The company just issued its quarterly financials for Q1 2019 and here are some sobering numbers that make a cautionary tale for CISOs about the necessity to assess your organization's probable loss exposure with the recognized standard for cyber risk quantification, the FAIR model. If any C-suite or board were shown the probability of these kinds of losses in financial terms in a quantitative risk analysis, it would be instant justification for the appropriate level of investment in security, no debate.
$1.35 Billion Total Costs Since the 2017 Breach Legal costs, forensics, remediation and technology upgrades added up to this amount in the past two years, and the spending is hardly over. For some points of comparison, Equifax’s revenue in 2018 totaled $3.4 billion, its net income was $300 million and its spending on security and technology upgrades in 2018 came to $307 million.
$786 Million in Q1 Related to the 2017 Breach, Including…
$690 Million Set Aside in Q1 for Legal Matters
Equifax booked this accrual to cover “adverse judgments, settlements, penalties or other resolution of the proceedings and investigations”, and its Q1 report stated that even this amount might not be sufficient when all the court and governmental action concludes. Reportedly, some 2,500 lawsuits have been filed against the company by individuals and government agencies. The company recently reached confidential settlement terms in the consumer federal class action cases and is waiting on court approval. Besides the settlement payments, Equifax paid $12.5 million to attorneys and investigators in the first quarter for ongoing work on the 2017 breach.

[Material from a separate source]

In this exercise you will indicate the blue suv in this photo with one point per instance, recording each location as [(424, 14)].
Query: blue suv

$82.8 Million Investment in Q1 for Technology and Data Security
This covers costs to “transform our technology infrastructure and improve application, network, data security, and the costs of development and launch of Lock and Alert,” the company’s offering to consumers to quickly shut off access to credit reports to prevent identity thieves from opening fake credit accounts.

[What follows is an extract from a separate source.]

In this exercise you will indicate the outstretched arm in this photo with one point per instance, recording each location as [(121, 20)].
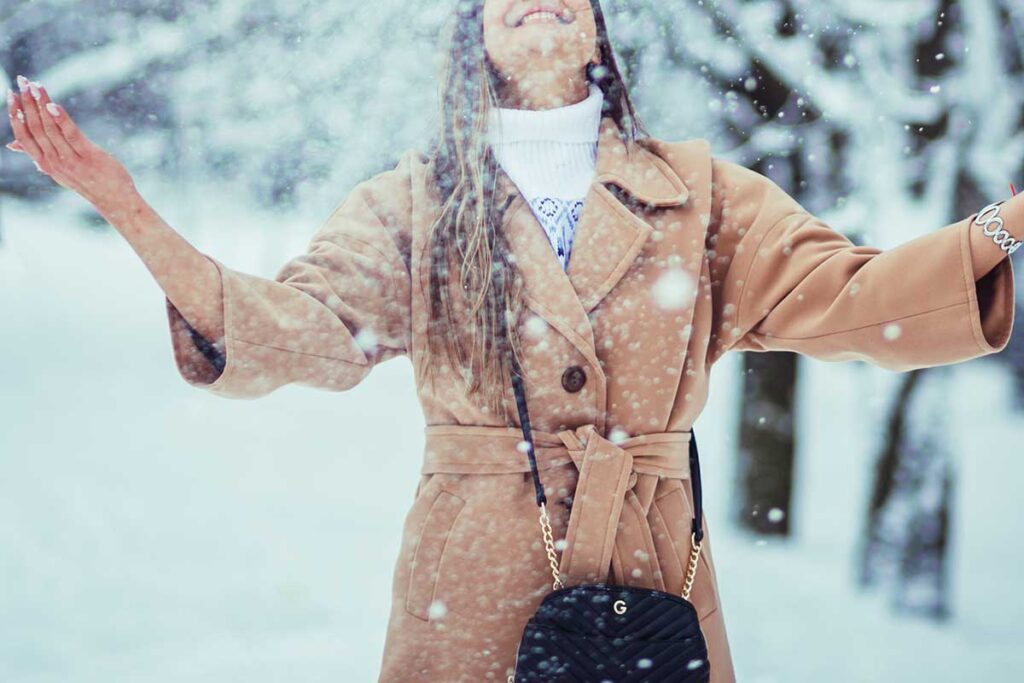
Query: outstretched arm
[(783, 280), (325, 321)]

$1.5 Million in Free Credit Monitoring Services in Q1
Equifax continues to pay for credit monitoring for consumers as a result of the breach, under its TrustedID program.

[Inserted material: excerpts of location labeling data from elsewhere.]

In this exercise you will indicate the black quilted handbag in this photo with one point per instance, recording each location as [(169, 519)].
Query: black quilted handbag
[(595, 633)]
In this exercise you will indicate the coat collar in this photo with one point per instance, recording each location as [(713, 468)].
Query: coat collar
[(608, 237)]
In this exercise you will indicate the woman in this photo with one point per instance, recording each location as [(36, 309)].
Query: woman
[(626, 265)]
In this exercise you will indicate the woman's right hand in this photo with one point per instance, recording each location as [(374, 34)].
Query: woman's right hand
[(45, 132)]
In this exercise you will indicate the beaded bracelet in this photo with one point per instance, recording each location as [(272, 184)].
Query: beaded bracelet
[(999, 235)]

$3.2 Billion Loss in Market Capitalization Since 2017
Equifax’s stock value peaked just before the announcement of the breach in July, 2017, at $17.6 billion and recently closed at $14.4 billion. While there’s no one-to-one relation between the stock movement and breach fallout, clearly there’s an effect; in addition to the hit to net income in 2018, the company suspended a stock buyback and froze dividend payment.